À l’heure où l’épidémie regagne du terrain auprès des jeunes, les images d’étudiants se claquant joyeusement la bise avant de rentrer passer le week-end chez leurs parents interpellent. Comment expliquez-vous ce comportement?

Olivier Luminet : Ces étudiants n’ont pas une perception des risques assez claire. Celle-ci peut être relativement basse chez des gens qui savent que les symptômes qu’ils vont développer vont être minimes. Par conséquent, ils ne vont pas prendre automatiquement conscience des effets à plus long terme sur leurs parents et leurs grands-parents. C’est un phénomène fréquent en psychologie : les gens perçoivent ce qui est le plus proche d’eux, et jamais ce qui est plus loin et dans le plus long terme, ce qui explique tous les autres comportements dangereux pour la santé comme le tabagisme ou l’exposition le soleil. Quand le problème est loin les gens ne s’en préoccupent pas.

C’est seulement quand les gens voient le danger proche d’eux qu’ils changent. Aujourd’hui, la plupart des gens ont de plus en plus connaissance de cas de contamination et de malades autour d’eux, et cela va les inciter à faire plus attention, parce que c’est beaucoup plus concret que simplement les chiffres à la télévision. Cette perception concrète va nécessairement les conduire à faire plus attention, et c’est une bonne chose.

Comment renforcer cette perception du risque auprès des jeunes et les faire réfléchir à leurs comportements (fêtes, embrassades, etc.)?

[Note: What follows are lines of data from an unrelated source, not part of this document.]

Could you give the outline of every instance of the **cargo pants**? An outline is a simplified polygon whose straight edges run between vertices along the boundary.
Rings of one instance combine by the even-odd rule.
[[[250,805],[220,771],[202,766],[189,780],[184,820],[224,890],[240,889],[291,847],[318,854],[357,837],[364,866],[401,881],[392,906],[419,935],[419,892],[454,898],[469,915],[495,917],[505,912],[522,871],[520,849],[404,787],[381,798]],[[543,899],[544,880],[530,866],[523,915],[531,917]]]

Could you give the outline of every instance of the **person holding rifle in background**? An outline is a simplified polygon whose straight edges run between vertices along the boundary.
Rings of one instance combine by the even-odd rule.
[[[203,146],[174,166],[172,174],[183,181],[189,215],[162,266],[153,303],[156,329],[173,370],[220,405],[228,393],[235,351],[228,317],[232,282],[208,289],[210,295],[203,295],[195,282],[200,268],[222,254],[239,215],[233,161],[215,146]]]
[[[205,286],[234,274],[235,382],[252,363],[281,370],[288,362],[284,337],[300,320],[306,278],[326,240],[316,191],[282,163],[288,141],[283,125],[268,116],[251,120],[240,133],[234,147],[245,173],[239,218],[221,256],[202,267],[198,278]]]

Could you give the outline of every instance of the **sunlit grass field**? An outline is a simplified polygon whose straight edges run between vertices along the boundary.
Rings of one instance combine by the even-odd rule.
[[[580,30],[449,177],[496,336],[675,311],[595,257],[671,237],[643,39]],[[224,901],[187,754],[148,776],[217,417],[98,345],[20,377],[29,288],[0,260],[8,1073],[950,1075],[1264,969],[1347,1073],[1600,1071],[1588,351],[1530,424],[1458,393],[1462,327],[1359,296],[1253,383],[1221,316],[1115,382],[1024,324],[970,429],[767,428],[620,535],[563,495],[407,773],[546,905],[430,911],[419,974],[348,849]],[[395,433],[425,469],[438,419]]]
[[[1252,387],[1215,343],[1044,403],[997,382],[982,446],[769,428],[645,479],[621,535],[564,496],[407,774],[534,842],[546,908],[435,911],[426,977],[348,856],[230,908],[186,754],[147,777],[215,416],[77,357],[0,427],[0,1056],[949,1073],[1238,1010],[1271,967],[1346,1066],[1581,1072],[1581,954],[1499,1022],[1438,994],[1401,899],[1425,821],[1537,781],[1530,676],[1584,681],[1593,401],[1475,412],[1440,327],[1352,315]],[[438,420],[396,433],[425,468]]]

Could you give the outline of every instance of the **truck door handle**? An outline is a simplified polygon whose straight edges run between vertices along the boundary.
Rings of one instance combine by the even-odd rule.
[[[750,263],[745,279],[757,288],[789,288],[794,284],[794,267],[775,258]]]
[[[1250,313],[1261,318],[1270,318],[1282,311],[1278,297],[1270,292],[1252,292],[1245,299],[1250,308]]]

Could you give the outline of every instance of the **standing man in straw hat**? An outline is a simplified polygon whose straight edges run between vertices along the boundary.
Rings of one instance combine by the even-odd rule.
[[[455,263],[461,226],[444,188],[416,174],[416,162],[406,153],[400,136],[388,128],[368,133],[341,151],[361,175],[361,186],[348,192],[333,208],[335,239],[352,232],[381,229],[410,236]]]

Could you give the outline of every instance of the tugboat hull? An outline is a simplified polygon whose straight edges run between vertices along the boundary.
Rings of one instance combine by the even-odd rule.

Il faut parler des risques de ces comportements. Ils ont été fort mis en évidence au début, mais plus assez par la suite. Certains jeunes ont du mal à remettre à plus tard une activité agréable. Il faut souligner que les conséquences vont être encore plus négatives s’ils continuent à faire la fête, et pas seulement pour les autres. Continuer ce genre de rassemblements va inévitablement leur nuire sur le long terme. Il faut mettre en évidence cette notion de sacrifice commun maintenant, pour un mieux-être à plus long terme pour tous.

Pensez-vous qu’une mesure comme le couvre-feu dans le Brabant-wallon soit une bonne idée ?

Cela peut donner un signal d’alerte. Pour certains, il faut des mesures fortes pour que le signal rouge se mette à clignoter dans leur tête. Je pense que c’est la notion de couvre-feu en tant que telle qui peut-être impressionnante, car elle est souvent associée à une notion de guerre. À côté de cet effet annonce, il y a toujours un risque d’avoir des mesures uniquement restrictives, parce que fondamentalement elles n’expliquent pas le problème. Ça ne peut vraiment marcher que dans les moments très aigus et exceptionnels, mais sur le long terme, ça ne peut pas fonctionner. Les gens vont nécessairement contourner ce genre de mesures.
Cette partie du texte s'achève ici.